In turn, AA Infra Properties had formed a step-down subsidiary in Colombo, called Indocean Developer (Private) Ltd (IDPL). The five realtors from Calcutta are the Emami Group, Pradeep Sureka, Jugal Khetawat, the Merlin group and the Todis of the Shrachi group.

The Telegraph spoke to several people familiar with the project to piece together the developments, which have blown up into a corporate slugfest that has stirred consternation in the city’s business community. But the realtors themselves were reluctant to talk about the dispute because the matter is sub judice.

Halwasiya stands accused of hijacking the project by seizing control of Indocean through a preferential issue of shares to himself and a Dubai-based company owned by his son and two other associates. The preferential share issue effectively reduced the 88 per cent indirect interest that the top five realtors held in the Colombo-based company to a piffling 13 per cent. Halwasiya and his partners held the rest.

The realtors learnt about the unexpected development in Colombo in the middle of November last year.

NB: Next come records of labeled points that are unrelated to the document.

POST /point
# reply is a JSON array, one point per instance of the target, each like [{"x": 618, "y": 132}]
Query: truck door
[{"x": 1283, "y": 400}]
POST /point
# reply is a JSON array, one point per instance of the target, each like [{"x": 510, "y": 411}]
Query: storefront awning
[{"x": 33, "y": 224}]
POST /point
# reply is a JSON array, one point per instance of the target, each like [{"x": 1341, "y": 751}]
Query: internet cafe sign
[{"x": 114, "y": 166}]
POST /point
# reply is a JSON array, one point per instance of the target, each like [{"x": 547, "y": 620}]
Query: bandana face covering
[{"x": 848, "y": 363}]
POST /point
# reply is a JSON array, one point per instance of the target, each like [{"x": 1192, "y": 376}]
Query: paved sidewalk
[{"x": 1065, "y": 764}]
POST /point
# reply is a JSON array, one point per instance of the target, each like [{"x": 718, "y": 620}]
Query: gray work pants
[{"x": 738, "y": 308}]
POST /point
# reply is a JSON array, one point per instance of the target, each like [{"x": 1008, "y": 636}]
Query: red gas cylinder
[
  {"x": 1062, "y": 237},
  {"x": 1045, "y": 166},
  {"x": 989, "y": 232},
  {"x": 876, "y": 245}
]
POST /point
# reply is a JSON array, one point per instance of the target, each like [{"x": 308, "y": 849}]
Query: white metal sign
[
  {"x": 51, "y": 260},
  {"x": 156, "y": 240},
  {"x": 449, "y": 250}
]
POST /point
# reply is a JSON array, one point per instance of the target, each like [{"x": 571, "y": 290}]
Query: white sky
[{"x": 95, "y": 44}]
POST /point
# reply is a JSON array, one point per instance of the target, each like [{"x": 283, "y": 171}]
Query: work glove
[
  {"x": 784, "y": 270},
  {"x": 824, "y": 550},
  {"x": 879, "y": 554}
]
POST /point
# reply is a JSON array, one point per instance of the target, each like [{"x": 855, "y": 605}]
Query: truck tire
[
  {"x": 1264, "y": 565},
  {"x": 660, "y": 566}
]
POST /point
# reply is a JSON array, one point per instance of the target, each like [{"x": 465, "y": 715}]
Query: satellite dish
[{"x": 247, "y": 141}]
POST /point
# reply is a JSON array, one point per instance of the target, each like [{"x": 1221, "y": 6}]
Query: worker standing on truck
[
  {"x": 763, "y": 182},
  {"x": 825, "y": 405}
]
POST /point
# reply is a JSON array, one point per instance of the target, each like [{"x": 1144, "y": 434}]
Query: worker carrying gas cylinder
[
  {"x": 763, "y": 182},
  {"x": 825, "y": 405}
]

When they rushed to Colombo to assert their rights, they were allegedly barred from entering the project premises.

There were two South City nominees — Sureka and Ram Krishna Agarwal (representing Emami Realty) — on the board of Indocean.

According to one account, they had stepped down of their own volition in line with Lankan regulatory rules that apparently restrict the number of overseas directors on a company’s board.

However, the South City group claims they were removed illegally and that they learnt of Halwasiya’s alleged machinations only when they sought to appoint three more nominees — Jugal Khetawat, Sushil Mohta and Man Mohan Bagree (South City Mall vice-president) — on or about November 15.

The South City promoters claimed that Halwasiya had issued the preferential shares at a low price of 2 Lankan rupees (LKR) per share, compared with the LKR 100 a share that AA Infra had invested in Indocean in 2011.

The preferential share issue raised around LKR 87 million or less than $0.5 million, which is less than the value of an apartment at Altair Residences.

Altair Residences, which has over 400 premium residential apartments in the heart of Colombo and some retail space, has two towers with one leaning on to the other.

It’s being said that the building would be one of the tallest in Colombo when completed. Moshe Safdie, who designed the landmark Marina Bay Sands of Singapore, is the architect of the ocean-view, 69-storey structure.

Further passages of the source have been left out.